Your input data set should contain 2
million integers. You will vary the number of bins. You should have as many OpenMPI
processes as bins. You are suggested to use the sample batch script provided on Canvas
for specifying your OpenMPI configuration and running your program. Make sure to
use the express partition, versus the short partition.
a.) Assume there are 100 bins. Perform binning across nodes and processes using
OpenMPI, and then perform a reduction on the lead node, combining your partial
results. Run this on 2 and 4 nodes on Discovery.
Your program should print out
the number of values that fall into each bin. Compare the performance between
running this on 2 and 4 nodes. Comment on the differences.

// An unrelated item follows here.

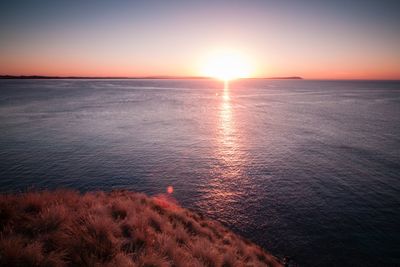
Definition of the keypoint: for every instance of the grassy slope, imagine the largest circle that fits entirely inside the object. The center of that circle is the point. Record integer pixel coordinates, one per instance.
(121, 228)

b.) For this part, assume you have 10 bins. Perform binning on each process using
OpenMPI, and then perform a reduction on the lead node, combining your partial
results. Run this on 2 and 4 nodes on Discovery. Your program should print out
the number of values that fall into each bin. Compare the performance between
running this on 2 and 4 nodes. Comment on the differences.
c.) Compare the performance measured in parts a.) and b.). Try to explain why one
is faster than the other and run additional experiments to support your claims.
3. (30) Performance analysis of MPI applications has been an active area of research.
There have been many performance tools developed to support performance MPI
applications.
Please identify two of these frameworks and compare and contrast the
capabilities of the toolsets you have selected. Make sure to cite all your resources. Please
do not copy text out of user guides when you discuss the frameworks.
4. (Extra) Part of your weekly reading included a paper titled βMPI on Millions of Cores.β
Given that this paper was published in 2010 (12 years ago), can you comment on what
changes have occurred since 2010 that could positively and/or negatively impact our
ability to fully exploit parallelism on millions of cores? Many of the papers today discuss
exascale computing. Select a recent paper on exascale-computing and
compare/contrast the barriers identified in the two papers that impact our ability to
achieve these milestones.
This problem is worth 25 points of extra credit for the undergraduates and
PlusOne students in the class and 15 points of extra credit for the graduate
students.
* Written answers to the questions should be included in your homework 4 write-up in pdf
format. You should include your C/C++ programs and the README file in the zip file submitted.